‘Fibromialgia e os desafios dos segurados do INSS’ foi o tema do Tribuna Sindical, programa e podcast promovido em parceria com o Sindsprev/RJ e a Central dos Trabalhadores e Trabalhadoras do Brasil (CTB). A diretora do Sindsprev/RJ e titular da secretaria da CTB, Christiane Gerardo, mediou o programa, que contou ainda com a participação da deputada Enfermeira Rejane (PCdoB-RJ) e do diretor do Sindsprev/RJ e da CTB, Rolando Medeiros.

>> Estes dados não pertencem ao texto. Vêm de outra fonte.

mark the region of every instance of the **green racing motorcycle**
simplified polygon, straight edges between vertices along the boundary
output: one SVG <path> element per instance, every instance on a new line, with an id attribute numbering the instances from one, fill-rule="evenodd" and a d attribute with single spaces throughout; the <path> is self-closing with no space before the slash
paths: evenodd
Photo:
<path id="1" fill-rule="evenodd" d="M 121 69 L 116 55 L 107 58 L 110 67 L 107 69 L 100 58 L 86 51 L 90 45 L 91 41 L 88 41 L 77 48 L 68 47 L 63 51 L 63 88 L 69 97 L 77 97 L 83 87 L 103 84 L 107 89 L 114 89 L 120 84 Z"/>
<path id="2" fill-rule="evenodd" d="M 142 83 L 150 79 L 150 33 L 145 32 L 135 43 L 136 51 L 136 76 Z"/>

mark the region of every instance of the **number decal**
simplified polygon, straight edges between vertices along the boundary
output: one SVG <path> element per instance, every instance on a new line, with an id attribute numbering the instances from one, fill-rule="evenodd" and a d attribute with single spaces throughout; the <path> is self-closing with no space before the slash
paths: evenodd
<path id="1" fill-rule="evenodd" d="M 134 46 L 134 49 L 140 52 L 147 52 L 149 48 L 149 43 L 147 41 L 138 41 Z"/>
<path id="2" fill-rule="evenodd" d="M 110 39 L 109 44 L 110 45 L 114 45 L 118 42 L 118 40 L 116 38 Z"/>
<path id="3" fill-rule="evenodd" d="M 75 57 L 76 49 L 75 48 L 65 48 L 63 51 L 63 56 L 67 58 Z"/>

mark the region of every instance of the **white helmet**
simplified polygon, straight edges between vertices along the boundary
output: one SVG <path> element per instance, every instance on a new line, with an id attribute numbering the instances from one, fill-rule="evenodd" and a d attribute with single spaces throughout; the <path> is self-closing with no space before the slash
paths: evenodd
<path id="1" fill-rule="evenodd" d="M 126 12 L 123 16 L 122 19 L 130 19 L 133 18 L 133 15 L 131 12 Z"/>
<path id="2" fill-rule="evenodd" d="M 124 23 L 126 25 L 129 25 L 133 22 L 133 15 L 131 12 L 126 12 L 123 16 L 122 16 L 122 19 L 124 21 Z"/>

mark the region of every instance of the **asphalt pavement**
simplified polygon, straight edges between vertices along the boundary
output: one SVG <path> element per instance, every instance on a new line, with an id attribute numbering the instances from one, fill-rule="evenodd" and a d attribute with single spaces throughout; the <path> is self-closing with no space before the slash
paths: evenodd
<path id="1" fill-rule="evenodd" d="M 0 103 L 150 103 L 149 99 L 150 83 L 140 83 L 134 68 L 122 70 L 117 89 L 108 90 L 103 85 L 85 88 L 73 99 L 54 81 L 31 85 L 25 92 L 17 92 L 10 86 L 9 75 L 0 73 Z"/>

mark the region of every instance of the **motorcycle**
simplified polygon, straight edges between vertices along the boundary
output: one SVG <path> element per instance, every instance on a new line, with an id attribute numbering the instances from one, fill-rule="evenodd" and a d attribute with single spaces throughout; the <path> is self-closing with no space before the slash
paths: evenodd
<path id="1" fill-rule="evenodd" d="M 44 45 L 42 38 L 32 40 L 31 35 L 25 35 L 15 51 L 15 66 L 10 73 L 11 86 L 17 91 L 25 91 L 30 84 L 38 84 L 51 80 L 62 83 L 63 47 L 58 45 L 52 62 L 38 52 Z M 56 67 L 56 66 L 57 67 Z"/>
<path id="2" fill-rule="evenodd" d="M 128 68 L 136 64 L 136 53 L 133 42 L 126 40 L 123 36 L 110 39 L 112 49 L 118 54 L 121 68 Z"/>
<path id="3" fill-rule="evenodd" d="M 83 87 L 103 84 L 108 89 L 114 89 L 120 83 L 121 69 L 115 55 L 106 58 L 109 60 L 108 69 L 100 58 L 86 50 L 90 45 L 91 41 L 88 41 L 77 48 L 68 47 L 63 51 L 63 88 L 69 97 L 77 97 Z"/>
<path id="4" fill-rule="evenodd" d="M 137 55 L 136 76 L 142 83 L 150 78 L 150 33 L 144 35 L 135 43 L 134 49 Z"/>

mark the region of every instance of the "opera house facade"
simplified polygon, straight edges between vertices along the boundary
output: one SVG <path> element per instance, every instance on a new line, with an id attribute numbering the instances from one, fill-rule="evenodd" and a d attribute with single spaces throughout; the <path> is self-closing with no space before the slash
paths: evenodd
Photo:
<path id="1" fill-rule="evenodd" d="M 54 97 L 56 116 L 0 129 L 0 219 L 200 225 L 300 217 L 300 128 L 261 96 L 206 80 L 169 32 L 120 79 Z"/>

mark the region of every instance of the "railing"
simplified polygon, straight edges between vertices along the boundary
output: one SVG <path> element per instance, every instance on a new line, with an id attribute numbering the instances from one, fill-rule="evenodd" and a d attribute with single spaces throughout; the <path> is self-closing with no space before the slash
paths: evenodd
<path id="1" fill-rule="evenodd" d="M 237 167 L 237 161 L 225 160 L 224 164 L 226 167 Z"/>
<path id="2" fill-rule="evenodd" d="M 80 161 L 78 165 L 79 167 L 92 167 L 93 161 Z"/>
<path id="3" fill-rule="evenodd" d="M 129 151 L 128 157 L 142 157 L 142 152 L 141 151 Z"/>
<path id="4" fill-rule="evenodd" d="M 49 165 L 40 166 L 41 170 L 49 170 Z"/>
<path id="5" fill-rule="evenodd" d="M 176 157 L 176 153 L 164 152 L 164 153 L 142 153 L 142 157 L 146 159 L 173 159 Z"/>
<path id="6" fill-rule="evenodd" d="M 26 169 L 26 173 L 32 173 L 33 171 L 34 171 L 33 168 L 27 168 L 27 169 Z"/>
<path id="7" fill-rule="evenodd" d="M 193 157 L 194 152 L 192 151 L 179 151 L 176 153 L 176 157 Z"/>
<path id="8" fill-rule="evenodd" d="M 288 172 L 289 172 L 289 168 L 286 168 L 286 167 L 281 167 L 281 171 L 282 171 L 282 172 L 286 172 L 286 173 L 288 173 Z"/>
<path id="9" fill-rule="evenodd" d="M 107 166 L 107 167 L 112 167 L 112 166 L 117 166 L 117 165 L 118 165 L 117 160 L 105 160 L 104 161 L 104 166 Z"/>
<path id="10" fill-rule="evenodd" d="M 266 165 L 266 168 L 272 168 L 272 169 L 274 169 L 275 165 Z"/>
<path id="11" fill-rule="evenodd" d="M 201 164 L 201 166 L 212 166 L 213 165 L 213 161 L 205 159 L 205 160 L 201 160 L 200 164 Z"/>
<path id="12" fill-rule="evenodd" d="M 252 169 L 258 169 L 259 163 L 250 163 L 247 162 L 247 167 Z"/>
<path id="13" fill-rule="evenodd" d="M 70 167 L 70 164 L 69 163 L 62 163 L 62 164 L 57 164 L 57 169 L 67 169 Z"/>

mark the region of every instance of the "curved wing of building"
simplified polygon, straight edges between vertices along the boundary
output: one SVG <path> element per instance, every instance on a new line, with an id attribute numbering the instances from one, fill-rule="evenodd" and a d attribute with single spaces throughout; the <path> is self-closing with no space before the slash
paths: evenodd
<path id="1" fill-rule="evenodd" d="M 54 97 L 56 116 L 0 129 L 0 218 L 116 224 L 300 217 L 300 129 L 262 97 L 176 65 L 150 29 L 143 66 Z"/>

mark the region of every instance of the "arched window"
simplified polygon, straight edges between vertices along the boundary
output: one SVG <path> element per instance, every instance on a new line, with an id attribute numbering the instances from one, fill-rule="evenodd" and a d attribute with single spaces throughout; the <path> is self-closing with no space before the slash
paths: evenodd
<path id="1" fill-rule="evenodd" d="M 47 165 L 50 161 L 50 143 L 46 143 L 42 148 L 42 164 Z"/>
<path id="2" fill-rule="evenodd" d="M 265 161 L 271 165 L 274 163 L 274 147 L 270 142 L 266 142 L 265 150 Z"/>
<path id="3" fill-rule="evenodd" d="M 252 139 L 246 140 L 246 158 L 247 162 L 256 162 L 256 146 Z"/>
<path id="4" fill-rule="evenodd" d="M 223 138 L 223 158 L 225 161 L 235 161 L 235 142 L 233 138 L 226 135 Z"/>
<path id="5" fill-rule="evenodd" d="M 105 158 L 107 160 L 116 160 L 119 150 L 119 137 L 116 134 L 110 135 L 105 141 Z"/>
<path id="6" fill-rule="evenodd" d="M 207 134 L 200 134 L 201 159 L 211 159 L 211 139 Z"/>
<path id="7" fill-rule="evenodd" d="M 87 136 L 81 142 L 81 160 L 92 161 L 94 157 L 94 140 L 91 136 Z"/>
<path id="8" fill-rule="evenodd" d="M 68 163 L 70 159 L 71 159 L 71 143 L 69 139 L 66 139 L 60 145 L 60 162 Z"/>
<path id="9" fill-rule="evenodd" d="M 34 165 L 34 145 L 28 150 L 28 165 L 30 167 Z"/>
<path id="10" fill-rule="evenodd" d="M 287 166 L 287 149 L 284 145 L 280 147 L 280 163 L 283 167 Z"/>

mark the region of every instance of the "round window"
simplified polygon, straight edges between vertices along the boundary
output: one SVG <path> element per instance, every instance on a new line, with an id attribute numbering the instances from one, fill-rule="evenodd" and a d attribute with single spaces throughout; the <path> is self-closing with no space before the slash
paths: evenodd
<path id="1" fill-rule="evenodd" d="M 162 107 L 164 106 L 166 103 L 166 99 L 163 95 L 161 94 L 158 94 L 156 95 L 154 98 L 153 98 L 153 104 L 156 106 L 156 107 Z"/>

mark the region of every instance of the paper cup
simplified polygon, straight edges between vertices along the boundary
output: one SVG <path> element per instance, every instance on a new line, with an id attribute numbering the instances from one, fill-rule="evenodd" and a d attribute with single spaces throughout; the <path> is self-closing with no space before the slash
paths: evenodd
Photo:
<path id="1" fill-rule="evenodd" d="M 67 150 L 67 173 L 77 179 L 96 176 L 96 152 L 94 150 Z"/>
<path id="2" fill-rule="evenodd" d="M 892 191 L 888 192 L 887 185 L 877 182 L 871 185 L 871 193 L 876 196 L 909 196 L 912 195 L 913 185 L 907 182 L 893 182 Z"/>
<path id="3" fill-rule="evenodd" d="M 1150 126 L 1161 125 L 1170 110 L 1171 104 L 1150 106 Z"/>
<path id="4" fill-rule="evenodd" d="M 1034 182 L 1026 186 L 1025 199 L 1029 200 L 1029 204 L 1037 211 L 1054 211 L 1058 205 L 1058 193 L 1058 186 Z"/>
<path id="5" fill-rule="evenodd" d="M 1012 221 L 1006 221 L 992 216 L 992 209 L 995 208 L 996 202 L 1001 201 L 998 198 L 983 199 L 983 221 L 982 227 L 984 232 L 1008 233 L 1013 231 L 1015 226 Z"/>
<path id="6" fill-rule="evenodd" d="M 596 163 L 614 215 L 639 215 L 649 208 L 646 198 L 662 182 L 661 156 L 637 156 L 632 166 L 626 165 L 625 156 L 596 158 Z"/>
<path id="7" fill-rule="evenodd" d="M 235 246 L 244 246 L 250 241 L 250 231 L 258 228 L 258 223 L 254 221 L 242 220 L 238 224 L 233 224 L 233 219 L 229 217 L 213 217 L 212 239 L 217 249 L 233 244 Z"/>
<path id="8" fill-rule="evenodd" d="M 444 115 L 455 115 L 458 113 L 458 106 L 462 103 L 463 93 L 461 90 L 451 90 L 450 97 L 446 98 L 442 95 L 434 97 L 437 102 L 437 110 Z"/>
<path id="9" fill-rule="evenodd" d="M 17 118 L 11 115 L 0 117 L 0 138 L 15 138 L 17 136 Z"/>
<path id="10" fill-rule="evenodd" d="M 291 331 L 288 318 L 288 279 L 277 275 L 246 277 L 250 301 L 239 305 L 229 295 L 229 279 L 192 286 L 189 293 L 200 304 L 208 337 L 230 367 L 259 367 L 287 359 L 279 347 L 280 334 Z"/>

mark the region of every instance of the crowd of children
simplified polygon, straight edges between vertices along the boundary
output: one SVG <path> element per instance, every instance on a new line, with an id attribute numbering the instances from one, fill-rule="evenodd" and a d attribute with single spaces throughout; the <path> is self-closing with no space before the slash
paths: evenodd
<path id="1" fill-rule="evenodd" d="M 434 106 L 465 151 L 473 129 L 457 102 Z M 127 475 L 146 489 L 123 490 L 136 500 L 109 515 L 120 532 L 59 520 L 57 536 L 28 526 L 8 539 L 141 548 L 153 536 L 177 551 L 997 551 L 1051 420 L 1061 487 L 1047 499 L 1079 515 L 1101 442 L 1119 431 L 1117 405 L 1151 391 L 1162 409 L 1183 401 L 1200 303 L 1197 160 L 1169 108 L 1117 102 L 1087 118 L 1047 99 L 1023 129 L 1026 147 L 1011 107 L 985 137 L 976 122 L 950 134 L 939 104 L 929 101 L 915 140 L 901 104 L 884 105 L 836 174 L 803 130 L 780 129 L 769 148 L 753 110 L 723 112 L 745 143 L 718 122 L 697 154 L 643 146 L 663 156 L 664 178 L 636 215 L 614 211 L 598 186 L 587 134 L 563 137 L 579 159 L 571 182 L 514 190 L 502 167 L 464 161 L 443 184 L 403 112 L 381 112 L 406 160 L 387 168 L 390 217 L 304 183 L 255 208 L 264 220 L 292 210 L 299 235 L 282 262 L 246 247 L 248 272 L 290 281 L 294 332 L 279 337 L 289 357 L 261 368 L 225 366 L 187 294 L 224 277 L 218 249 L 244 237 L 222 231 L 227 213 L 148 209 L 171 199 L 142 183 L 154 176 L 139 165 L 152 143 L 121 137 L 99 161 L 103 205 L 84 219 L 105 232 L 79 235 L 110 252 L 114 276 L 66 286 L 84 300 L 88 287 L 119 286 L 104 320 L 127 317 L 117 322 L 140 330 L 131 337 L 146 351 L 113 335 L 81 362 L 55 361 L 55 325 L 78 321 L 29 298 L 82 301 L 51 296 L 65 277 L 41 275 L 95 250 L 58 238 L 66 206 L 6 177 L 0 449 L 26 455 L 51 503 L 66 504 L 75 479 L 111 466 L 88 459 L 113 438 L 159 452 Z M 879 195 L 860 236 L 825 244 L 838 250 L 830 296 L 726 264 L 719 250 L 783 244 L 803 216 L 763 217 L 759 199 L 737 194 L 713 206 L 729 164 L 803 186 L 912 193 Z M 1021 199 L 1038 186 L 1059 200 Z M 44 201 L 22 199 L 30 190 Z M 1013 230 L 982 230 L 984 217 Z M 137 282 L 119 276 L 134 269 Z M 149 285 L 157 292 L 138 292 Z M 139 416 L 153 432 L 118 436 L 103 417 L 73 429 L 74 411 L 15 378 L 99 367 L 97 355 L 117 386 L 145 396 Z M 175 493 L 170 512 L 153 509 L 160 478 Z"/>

Além de informar sobre a doença, o ‘Tribuna Sindical’ abordou a Lei nº 15.176, de 23 de julho de 2025, que alterou a Lei nº 14.705/2023 para fortalecer a proteção às pessoas com fibromialgia, síndrome da fadiga crônica complexa de dor regional e outras doenças correlatas.
Diagnóstico
A fibromialgia não é uma doença inflamatória, ela gera uma disfunção dos neurônios ligados à dor, que se tornam excessivamente sensibilizados. Dentre os sintomas mais comuns, estão:
. Dor constante no corpo
. Fadiga e falta de energia
. Formigamento nas mãos e nos pés
. Problemas no sono, incluindo crises de apneia e insônia
. Sensibilidade ao toque e a estímulos ambientais, como cheiros e barulhos
. Alterações de humor, como depressão e ansiedade
. Dificuldades de memória, concentração e atenção
Entre os desafios apresentados:
A regulamentação e a padronização da avaliação biopsicossocial, já que a lei prevê que a equiparação à pessoa com deficiência depende da avaliação por equipe multiprofissional e interdisciplinar;
A capacitação dos peritos e profissionais de saúde, pois muitos profissionais ainda desconhecem as particularidades da fibromialgia, o que pode levar à subestimação da dor crônica e das limitações funcionais;
Garantir a estrutura necessária no SUS e no INSS porque a avaliação biopsicossocial exige equipes compostas por diferentes profissionais, como médicos, psicólogos, fisioterapeutas, terapeutas ocupacionais e assistentes sociais, em muitos municípios, essa estrutura ainda não existe;
Reconhecimento da incapacidade funcional, pois a fibromialgia raramente apresenta alterações em exames laboratoriais ou de imagem. O desafio é avaliar corretamente o impacto da doença na capacidade de trabalhar e participar da vida social;
Integração entre saúde, assistência social e previdência – a aplicação da lei depende da atuação coordenada do SUS, do INSS, dos órgãos de assistência social e das políticas de inclusão da pessoa com deficiência;
Combate ao preconceito, já que muitas pessoas ainda acreditam que a fibromialgia é apenas uma dor comum ou um problema psicológico, dificultando o reconhecimento dos direitos previstos na lei;
Garantia de acesso aos direitos, porque, mesmo reconhecida como pessoa com deficiência, o cidadão ainda precisará cumprir os requisitos específicos para benefícios previdenciários, assistenciais, reserva de vagas em concursos, adaptações no trabalho e demais direitos.
Leia aqui outras informações, cuidado e direitos de quem sofre de fibromialgia.
Tratamento estruturado
Em janeiro deste ano, através da Lei 15.176/2025, sancionada em julho de 2025 pelo presidente Luiz Inácio Lula da Silva, a fibromialgia passou a ser reconhecida como deficiência. A medida permite que pessoas com a doença possam acessar serviços garantidos por lei como:
. Cotas em concursos públicos e seleções de emprego.
. Isenção de IPI, ICMS e IOF na compra de veículos adaptados.
. Aposentadoria por invalidez e auxílio-doença, mediante avaliação pericial.
. Benefício de Prestação Continuada (BPC), no caso de baixa renda.
. Pensão por morte, em situações em que a incapacidade para o trabalho for comprovada.
Outra medida foi implementada no mês de fevereiro deste ano pelo Ministério da Saúde, um planejamento estruturado para o tratamento de fibromialgia pelo SUS, que visa ampliar o acesso a ajuda qualificada e melhorar a vida de quem convive com a síndrome. A cartilha prevê a capacitação de profissionais, e também um tratamento multidisciplinar, com fisioterapia, apoio psicológico e terapia ocupacional.
A atividade física constante é também importante aliada, que pode ajudar a fortalecer o corpo e melhorar a qualidade de vida. Para a Sociedade Brasileira de Reumatologia, tratamentos não fármacos – sem uso de remédios – são tão importantes para auxiliar o paciente quanto os fármacos, que ajudam a regular a percepção de dor.